Greek Euro Exit Fears Ease

    ATHENS, GREECE - FEBRUARY 17:  The EU flag flies in front of the Parthenon on the Acropolis on February 17, 2012 in Athens, Greece. Following a meeting on Wednesday, finance ministers across the Eurozone are calling for greater scrutiny and oversight of Greece's proposed budget cuts in order to approve the latest 130 billion euro bailout package. The package, which is anticipated to be finalised on February 20, 2012, is essential for Greece to avoid defaulting on a 14.5 billion euro bond it is due to repay in mid-March.  (Photo by Oli Scarff/Getty Images)

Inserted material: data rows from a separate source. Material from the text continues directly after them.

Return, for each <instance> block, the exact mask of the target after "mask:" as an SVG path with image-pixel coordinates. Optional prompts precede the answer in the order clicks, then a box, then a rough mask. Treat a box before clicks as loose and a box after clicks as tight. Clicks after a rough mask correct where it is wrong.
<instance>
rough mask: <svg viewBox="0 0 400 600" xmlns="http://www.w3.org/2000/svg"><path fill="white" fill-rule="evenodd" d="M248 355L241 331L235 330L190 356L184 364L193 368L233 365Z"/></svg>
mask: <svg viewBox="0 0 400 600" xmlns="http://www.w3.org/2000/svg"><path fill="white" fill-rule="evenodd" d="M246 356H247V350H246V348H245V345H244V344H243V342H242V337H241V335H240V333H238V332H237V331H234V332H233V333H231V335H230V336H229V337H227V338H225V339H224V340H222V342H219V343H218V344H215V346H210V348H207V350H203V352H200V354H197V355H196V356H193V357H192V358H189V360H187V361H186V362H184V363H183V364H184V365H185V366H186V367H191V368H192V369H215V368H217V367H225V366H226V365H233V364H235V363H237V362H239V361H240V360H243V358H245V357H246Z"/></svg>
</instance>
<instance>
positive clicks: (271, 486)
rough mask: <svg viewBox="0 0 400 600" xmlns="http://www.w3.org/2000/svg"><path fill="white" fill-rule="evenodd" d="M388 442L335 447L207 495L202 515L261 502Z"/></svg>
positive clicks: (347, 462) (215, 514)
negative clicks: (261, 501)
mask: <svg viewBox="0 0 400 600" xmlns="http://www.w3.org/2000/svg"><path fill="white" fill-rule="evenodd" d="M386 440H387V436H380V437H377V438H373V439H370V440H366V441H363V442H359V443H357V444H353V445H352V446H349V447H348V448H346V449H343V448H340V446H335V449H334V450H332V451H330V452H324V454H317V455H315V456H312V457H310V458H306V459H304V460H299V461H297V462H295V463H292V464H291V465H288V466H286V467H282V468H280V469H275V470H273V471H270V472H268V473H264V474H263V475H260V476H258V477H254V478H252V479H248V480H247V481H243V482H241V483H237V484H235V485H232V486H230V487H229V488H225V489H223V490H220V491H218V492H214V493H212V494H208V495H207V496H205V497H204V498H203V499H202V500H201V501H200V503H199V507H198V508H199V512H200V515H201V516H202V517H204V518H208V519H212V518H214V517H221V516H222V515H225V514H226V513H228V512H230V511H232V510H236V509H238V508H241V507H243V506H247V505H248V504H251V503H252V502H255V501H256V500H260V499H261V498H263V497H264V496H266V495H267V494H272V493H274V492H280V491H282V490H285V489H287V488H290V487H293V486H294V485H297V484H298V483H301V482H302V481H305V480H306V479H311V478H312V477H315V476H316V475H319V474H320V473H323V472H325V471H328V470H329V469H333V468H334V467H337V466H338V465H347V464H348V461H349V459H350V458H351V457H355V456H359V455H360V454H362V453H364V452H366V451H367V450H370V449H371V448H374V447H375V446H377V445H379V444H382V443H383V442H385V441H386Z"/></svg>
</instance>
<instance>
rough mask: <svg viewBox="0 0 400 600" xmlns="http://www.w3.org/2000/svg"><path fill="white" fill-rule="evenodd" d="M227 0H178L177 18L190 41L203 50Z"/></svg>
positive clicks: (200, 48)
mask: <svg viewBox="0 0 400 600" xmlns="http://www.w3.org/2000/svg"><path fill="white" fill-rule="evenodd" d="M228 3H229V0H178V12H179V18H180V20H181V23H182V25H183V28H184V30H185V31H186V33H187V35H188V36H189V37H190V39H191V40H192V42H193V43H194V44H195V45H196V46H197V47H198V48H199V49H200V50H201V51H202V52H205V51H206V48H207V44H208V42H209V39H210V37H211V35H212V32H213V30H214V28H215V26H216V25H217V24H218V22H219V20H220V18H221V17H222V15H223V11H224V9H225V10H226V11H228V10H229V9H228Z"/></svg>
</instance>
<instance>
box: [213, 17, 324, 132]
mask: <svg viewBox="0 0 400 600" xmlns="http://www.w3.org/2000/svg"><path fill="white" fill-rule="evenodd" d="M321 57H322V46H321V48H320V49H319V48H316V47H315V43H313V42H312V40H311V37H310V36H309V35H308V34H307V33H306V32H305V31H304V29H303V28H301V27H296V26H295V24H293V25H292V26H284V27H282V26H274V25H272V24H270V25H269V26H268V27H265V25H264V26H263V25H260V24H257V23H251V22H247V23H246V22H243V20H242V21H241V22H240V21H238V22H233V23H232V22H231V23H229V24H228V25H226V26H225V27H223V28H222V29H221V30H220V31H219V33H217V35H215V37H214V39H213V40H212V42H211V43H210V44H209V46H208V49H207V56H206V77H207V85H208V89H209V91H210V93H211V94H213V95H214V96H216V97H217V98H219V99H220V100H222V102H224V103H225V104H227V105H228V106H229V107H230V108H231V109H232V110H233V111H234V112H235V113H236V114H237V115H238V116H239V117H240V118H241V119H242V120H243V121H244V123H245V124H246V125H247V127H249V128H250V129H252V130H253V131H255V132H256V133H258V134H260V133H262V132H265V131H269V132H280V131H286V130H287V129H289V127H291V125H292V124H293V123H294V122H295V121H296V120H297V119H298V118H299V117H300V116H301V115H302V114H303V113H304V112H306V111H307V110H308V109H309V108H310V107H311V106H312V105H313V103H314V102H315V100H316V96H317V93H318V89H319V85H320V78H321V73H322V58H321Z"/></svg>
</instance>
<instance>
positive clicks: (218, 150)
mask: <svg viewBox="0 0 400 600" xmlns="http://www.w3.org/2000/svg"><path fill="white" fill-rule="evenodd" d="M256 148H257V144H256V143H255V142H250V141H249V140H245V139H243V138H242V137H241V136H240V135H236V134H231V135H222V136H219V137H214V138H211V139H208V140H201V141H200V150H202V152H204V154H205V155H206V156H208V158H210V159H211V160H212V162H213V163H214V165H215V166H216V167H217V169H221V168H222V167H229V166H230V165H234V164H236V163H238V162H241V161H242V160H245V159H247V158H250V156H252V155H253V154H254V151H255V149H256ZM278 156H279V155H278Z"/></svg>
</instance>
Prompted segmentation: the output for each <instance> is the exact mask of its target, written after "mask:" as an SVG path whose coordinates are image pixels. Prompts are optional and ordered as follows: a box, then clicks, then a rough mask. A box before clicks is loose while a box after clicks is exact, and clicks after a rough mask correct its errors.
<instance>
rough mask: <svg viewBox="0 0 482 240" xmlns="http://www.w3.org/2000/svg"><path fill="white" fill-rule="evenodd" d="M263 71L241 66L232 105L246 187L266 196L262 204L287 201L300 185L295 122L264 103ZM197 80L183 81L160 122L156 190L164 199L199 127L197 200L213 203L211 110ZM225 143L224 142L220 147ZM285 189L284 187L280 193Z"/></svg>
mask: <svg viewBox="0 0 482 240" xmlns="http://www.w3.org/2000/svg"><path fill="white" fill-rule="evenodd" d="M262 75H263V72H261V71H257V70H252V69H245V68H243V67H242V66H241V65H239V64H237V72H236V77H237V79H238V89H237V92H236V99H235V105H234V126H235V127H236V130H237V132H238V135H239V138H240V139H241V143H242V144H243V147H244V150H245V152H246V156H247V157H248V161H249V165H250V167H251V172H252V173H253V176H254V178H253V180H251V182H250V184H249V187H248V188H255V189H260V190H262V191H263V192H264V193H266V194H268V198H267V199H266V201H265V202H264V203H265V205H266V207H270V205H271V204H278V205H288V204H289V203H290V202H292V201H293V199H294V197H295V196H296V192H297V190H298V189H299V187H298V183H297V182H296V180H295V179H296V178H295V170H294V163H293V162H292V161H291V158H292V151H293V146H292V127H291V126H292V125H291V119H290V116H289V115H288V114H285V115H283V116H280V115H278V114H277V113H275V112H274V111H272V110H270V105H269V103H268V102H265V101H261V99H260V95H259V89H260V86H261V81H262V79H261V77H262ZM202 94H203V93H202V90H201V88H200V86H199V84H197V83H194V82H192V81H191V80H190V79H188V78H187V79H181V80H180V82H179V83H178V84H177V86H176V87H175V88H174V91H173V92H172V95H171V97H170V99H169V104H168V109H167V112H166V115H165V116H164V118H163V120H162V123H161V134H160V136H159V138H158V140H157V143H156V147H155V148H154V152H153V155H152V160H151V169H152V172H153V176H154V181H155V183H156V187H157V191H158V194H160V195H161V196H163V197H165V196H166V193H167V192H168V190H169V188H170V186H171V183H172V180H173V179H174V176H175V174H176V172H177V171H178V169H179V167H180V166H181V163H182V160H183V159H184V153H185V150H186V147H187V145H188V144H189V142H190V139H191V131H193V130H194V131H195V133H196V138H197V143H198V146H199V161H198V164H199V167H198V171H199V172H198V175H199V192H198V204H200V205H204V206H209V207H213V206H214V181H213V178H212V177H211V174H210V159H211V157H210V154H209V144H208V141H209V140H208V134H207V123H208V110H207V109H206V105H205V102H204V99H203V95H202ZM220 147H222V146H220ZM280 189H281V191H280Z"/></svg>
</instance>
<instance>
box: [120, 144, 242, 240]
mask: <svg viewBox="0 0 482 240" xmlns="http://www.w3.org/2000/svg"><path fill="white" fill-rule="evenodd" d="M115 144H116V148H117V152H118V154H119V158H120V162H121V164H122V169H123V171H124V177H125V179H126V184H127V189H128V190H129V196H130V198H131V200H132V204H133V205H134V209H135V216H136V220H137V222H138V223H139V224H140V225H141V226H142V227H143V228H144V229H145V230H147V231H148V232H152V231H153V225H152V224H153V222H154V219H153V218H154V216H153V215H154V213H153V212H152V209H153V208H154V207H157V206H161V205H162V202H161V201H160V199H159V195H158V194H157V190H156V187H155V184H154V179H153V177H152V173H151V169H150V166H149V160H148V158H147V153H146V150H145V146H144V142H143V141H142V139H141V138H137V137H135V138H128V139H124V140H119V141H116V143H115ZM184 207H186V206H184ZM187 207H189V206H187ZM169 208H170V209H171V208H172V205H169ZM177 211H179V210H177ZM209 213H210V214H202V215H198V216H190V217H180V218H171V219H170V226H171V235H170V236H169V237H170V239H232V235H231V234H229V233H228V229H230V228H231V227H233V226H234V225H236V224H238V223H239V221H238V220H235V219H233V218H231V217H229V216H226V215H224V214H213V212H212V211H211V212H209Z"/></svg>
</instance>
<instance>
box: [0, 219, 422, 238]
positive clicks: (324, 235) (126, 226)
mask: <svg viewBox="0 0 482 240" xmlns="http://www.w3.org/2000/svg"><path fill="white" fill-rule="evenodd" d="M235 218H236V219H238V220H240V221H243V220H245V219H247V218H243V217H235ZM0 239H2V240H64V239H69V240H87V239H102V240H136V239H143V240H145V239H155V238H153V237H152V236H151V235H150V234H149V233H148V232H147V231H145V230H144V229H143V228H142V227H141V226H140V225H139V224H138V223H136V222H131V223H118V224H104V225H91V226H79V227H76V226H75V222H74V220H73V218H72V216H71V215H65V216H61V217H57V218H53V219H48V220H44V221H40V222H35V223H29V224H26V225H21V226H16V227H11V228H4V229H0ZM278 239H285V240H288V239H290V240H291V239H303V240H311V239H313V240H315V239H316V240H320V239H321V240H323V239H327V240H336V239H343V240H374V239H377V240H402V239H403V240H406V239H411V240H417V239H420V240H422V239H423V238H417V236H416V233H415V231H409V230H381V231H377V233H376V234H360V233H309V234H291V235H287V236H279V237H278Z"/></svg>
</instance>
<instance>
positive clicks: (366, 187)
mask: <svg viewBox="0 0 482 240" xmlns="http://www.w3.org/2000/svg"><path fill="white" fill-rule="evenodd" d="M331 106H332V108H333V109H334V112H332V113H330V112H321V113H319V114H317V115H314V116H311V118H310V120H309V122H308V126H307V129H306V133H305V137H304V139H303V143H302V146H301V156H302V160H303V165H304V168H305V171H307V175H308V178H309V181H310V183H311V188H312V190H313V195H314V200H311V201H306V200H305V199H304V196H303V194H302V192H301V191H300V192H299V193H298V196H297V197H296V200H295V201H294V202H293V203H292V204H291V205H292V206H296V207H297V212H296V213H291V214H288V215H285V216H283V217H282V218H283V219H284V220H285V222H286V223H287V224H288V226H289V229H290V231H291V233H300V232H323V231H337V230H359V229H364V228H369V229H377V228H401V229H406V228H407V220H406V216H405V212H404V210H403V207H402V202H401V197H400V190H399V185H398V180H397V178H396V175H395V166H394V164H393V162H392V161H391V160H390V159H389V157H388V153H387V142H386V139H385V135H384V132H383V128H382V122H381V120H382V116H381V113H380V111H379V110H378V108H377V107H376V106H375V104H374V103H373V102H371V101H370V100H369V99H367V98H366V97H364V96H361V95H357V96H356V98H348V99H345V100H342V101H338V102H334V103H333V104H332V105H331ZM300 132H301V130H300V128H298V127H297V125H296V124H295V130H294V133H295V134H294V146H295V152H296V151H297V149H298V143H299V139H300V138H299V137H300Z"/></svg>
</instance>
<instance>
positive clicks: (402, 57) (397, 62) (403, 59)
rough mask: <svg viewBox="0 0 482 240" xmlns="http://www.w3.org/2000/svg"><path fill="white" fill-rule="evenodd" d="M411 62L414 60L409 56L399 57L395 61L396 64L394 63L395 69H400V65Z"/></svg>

    Oli Scarff / Getty Images

    One day at a time. European stocks recovered Monday as anxiety over the possibility of Greece exiting the euro zone eased off. New polls showed that political parties in Greece that support the bailout had gained a lead among voters, and though the margin was hardly enough to constitute an electoral landslide, it was enough. “Anything that allays fears over Greece is a positive,” said equities trader Adrian Slack. “People are just looking for a bit of respite.” A spoonful of positive news was more than enough to kick markets into gear, however, and investors say that trend may continue as Greek elections near. “Heading into the Greek elections ... reactions to any positive news may be bigger than those to negative news,” one currency analyst said.